Which explains why my father toured Nagasaki. The war was over. He, like every other G.I., was bored and wanted to go home. He, like every other G.I., wanted to see the most amazing site in the world that was, in his case, just a jeep ride away. He went sightseeing. And what he saw there was so terrible he didn't speak about it for sixty-four years.

What was there, I asked him recently? "What was there? Nothing was there. It was flattened. Just those tilting smokestacks. Nothing else."

In May of this year, my father was diagnosed with leukemia/lymphoma. We're not yet sure what the treatment will be since he has a number of other ailments, but this week, during a visit to the Veterans Administration Hospital in Palo Alto, I told the doctor of my father's visit to the A-bomb site at Nagasaki. She raised her eyebrows. Leukemia/lymphoma can sometimes be connected with exposure to radiation. So we're looking into it further.

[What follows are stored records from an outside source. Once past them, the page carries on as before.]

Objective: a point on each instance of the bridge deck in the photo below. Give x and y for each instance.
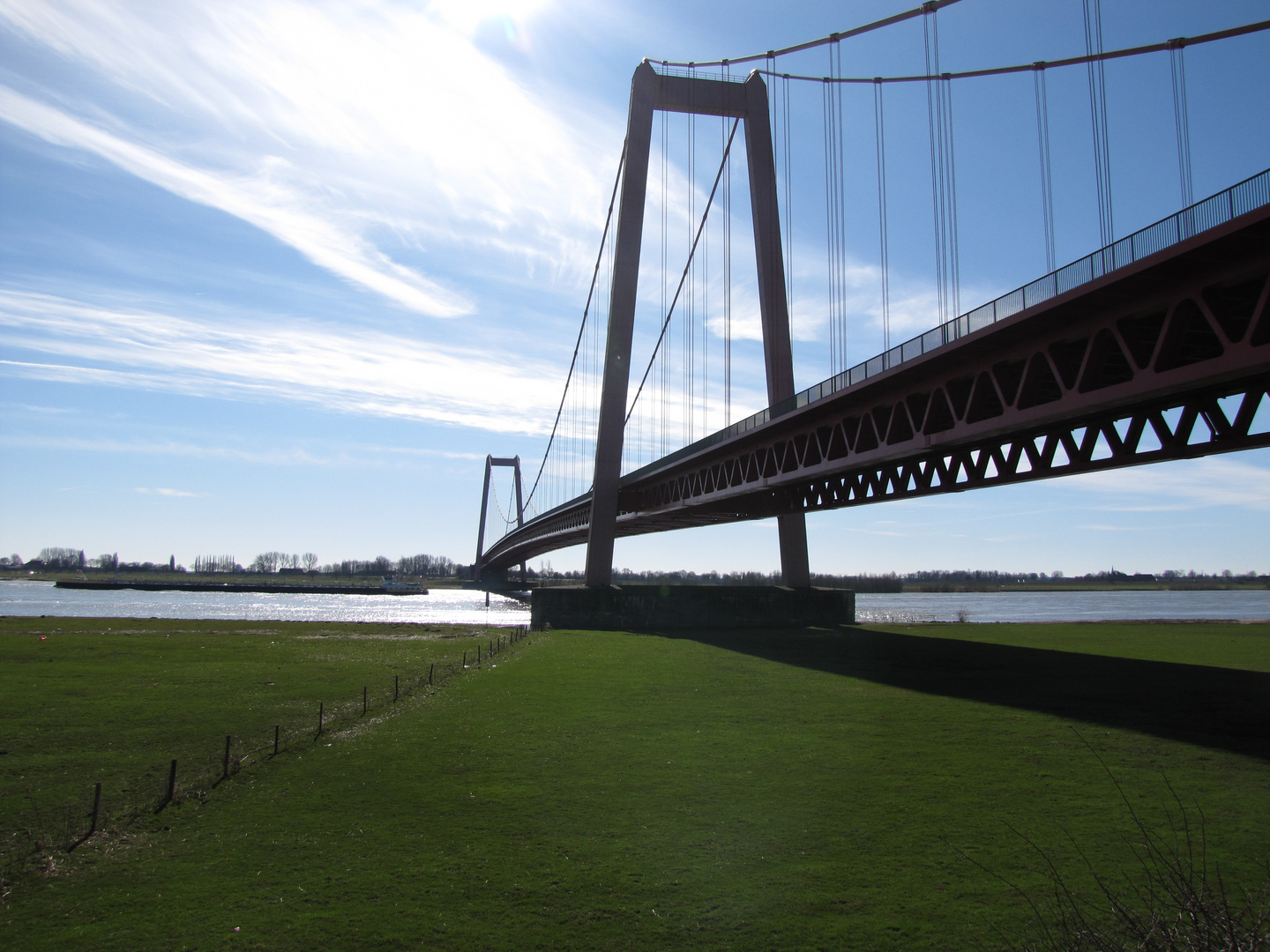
(1162, 353)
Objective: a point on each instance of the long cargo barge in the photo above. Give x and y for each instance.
(260, 588)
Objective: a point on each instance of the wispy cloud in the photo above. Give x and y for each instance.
(1192, 484)
(342, 129)
(363, 372)
(161, 492)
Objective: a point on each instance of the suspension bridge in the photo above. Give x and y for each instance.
(1154, 346)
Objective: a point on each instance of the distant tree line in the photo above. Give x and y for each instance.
(430, 566)
(216, 564)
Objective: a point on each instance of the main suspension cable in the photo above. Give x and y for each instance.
(586, 310)
(1052, 63)
(686, 267)
(822, 41)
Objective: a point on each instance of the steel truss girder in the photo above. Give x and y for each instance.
(1166, 360)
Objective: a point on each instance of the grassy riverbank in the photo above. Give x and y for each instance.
(615, 791)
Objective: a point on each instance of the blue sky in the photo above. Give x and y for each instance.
(279, 274)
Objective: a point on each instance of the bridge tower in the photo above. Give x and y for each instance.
(747, 100)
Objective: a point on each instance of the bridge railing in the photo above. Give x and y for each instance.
(1213, 211)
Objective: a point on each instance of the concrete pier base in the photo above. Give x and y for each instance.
(678, 607)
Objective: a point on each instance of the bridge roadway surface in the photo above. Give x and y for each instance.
(1166, 358)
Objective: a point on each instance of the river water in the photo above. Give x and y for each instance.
(467, 607)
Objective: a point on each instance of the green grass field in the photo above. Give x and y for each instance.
(609, 791)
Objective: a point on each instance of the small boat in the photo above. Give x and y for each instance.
(392, 587)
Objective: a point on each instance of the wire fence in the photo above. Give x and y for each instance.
(65, 827)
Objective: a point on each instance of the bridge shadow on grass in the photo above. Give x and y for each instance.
(1215, 707)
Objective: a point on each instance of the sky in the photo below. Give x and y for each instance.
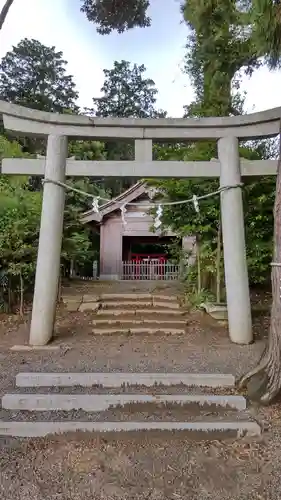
(160, 48)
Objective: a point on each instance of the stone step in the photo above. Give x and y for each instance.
(117, 380)
(124, 320)
(138, 304)
(138, 296)
(102, 402)
(141, 330)
(140, 312)
(42, 429)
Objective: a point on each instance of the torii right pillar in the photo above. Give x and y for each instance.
(234, 248)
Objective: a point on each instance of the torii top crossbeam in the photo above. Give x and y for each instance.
(29, 121)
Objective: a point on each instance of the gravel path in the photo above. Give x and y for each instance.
(158, 467)
(137, 466)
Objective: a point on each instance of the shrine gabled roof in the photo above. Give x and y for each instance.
(107, 208)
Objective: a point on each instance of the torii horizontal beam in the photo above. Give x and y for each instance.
(39, 123)
(137, 169)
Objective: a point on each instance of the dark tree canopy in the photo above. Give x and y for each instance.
(34, 75)
(266, 17)
(127, 93)
(119, 15)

My father is going to be 90 in four months and, according to his doctor, something else is likely to take his life before this new disease does so.

But the connection is food for thought. He may be paying the price for a soldier's curiosity. He was very surprised to still be alive at the end of the War, he says. He probably thought he was now invincible.

Captain Chapman (third from left, back row) with his men on Ie Shima. Behind the group, you can see the small channel of water that separates Ie Shima from the hilly terrain of Okinawa. Behind the group of men on the other side, you see what looks like a rice field surrounded by a white picket fence, topped by a tall flag post sporting an America flag. Those are graves and the white wood are the crosses. July 1945.